In that process, the French state-backed investment bank moved a 5 percent slice of its private equity assets into a fund and invited members of the public to buy exposure to it. All investors needed was a spare €5,000 and be a tax resident of France. Bpifrance has since replicated the process twice.

This week another France-based institution has decided to offer private equity exposure to non-institutional investors via the secondaries market, though at a smaller scale and for much wealthier investors. Tikehau Capital subsidiary Opale Capital said it had partnered with AlpInvest Partners, Goldman Sachs Asset Management and HarbourVest Partners to offer qualified investors equal thirds access to these three managers’ latest private equity flagship secondaries funds. Investors can get in for a minimum €100,000.

Why secondaries? The answer lies in Opale’s view on the market. The firm is a bit pessimistic about the macroeconomic environment and believes the risk of a recession in markets is high, Paul Moreno Blosseville, Opale’s president, told Secondaries Investor. As such, it has put together strategies for investors that it believes are defensive, and others which benefit from global megatrends.

Secondaries fits within its defensive play, according to Moreno Blosseville. Whereas a typical buyout fund might hold between 10 and 20 underlying companies, a diversified secondaries fund may have exposure to thousands of underlying companies, he said.
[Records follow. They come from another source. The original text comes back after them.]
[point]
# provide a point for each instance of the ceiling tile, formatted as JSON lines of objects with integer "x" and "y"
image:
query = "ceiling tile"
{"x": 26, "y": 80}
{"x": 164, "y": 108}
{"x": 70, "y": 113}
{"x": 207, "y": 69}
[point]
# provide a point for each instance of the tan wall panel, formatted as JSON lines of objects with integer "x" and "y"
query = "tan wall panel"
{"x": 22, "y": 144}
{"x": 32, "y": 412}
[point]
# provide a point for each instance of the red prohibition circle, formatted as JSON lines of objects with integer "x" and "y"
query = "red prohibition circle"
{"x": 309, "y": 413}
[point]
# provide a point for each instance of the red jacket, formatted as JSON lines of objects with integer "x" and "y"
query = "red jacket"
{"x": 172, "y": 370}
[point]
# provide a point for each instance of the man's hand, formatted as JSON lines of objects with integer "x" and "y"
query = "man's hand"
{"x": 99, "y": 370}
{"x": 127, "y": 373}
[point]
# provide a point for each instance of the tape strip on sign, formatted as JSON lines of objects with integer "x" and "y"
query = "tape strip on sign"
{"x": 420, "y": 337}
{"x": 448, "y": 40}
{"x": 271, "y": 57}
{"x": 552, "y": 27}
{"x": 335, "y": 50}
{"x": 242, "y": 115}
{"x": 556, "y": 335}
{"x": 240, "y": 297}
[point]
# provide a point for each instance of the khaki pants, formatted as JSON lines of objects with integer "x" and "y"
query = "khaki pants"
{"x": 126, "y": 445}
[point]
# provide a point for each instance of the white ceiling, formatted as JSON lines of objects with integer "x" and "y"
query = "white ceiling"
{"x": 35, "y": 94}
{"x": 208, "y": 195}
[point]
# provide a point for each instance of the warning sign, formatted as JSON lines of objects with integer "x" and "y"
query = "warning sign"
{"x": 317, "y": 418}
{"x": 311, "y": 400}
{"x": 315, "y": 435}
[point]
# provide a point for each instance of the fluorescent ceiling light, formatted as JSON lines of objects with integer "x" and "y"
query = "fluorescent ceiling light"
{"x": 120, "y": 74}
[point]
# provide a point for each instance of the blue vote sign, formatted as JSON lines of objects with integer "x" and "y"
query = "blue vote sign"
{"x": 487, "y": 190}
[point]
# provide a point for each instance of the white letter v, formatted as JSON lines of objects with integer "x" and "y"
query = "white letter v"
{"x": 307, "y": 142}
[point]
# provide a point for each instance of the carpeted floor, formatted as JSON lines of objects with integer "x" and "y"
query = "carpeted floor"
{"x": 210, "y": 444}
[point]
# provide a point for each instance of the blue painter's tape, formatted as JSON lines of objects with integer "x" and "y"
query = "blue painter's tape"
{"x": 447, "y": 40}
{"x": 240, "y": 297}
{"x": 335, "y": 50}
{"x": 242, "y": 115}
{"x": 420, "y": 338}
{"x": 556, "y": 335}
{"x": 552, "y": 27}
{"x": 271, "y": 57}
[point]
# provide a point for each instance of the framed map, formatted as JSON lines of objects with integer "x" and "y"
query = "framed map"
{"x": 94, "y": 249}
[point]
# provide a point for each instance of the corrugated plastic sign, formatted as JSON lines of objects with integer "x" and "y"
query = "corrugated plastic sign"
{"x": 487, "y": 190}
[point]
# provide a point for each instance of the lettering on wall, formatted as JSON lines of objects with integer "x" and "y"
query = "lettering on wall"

As such, any accident is going to be a lot less impactful on the fund.

Secondaries funds’ ability to beat the J-curve is also attractive to non-institutional investors in that they get exposure to funds that may already be mature and are de-risked to a certain extent, with visibility into how underlying companies are performing – something Moreno Blosseville says is an additional layer of security.

The importance of opening up private markets to French individual investors is particularly acute: the average French household has less than 1 percent of its wealth invested in private markets assets, well below what might be around 10 percent in other markets such as the US or the UK, Moreno Blosseville said.

Opale isn’t exactly blasting open private equity to the global masses – its offering is relatively small, initially targeting €30 million to invest across those three funds, though this allocation is flexible. Still, it’s a small move that demonstrates why secondaries can be an ideal way to facilitate non-institutional investors’ access to private markets.

As Ares Management president Michael Arougheti has previously highlighted, when it comes to the “retailisation” of private equity, secondaries portfolios are the “best way” for non-institutional investors, in particular such as via 401(k) and defined contribution plans, to access the asset class.